Join The Dots For Yourself
Recently, Twitter put out a statement, based upon the opinions of so-called fact checkers, that the Covid-19 jab rollout does not contravene the Nuremberg Code. This is just the latest in a long line of such pronouncements from all the social media big players. Twitter said:
The 10-point guidelines established in response to Nazi atrocities during the Holocaust are unrelated to widespread Covid-19 vaccination efforts, according to Lead Stories, FactCheck.org, RMIT ABC and other fact-checkers. Legal and medical experts told The Associated Press that Germany’s new Covid-19 measures don’t violate the Nuremberg Code because that ethical code applies to research involving human subjects, not public health interventions. Moreover, the Nuremberg Code does not apply to Covid-19 jabs, according to Rappler and Full Fact, because they have undergone extensive clinical trials and have received emergency use authorization around the world.
Like other major social media platforms, Twitter employs fact checkers, supposedly to debunk false claims. As we shall see, that claim itself is false.
Reuters is one of the news agencies that are official fact checking partners of Twitter. James C. Smith, chairman of the Thomson Reuters Foundation, is also a Pfizer board member. Reuters is a member of the Trusted News Initiative, whose stated purpose is to combat allegedly harmful vaccine disinformation.
This is just one strand of a web of conflicts of interest that broadly characterise the fact checking industry. Independence and impartiality seem to be irrelevant, as far as the fact checkers and their clients—the social media platforms and the mainstream media—are concerned.
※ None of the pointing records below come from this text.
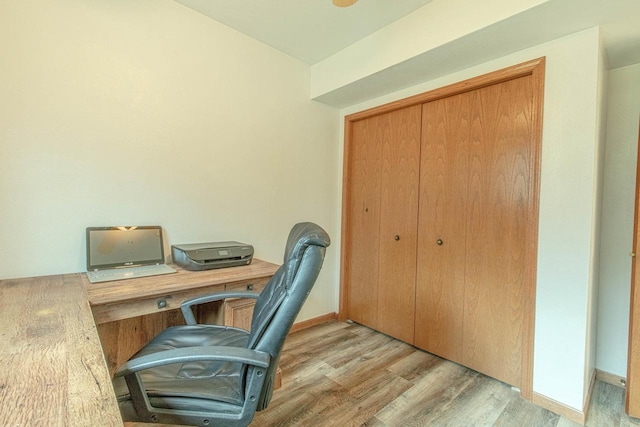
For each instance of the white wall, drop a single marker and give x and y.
(567, 197)
(617, 219)
(146, 112)
(596, 244)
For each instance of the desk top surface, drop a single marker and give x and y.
(133, 289)
(53, 370)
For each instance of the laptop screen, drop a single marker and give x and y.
(109, 247)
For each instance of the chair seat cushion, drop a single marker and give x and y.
(192, 381)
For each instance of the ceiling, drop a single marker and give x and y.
(312, 30)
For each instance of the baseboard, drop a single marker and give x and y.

Twitter has a specific policy to address what it calls “misleading information” about Covid-19 and the so-called vaccines. In it, Twitter makes many claims, deemed to be unassailable facts, that are not facts at all. For example, Twitter insists that it is misleading to state:
That vaccines approved by health agencies […] did not actually receive full approval/authorization, and therefore that the vaccines are untested, “experimental” or somehow unsafe.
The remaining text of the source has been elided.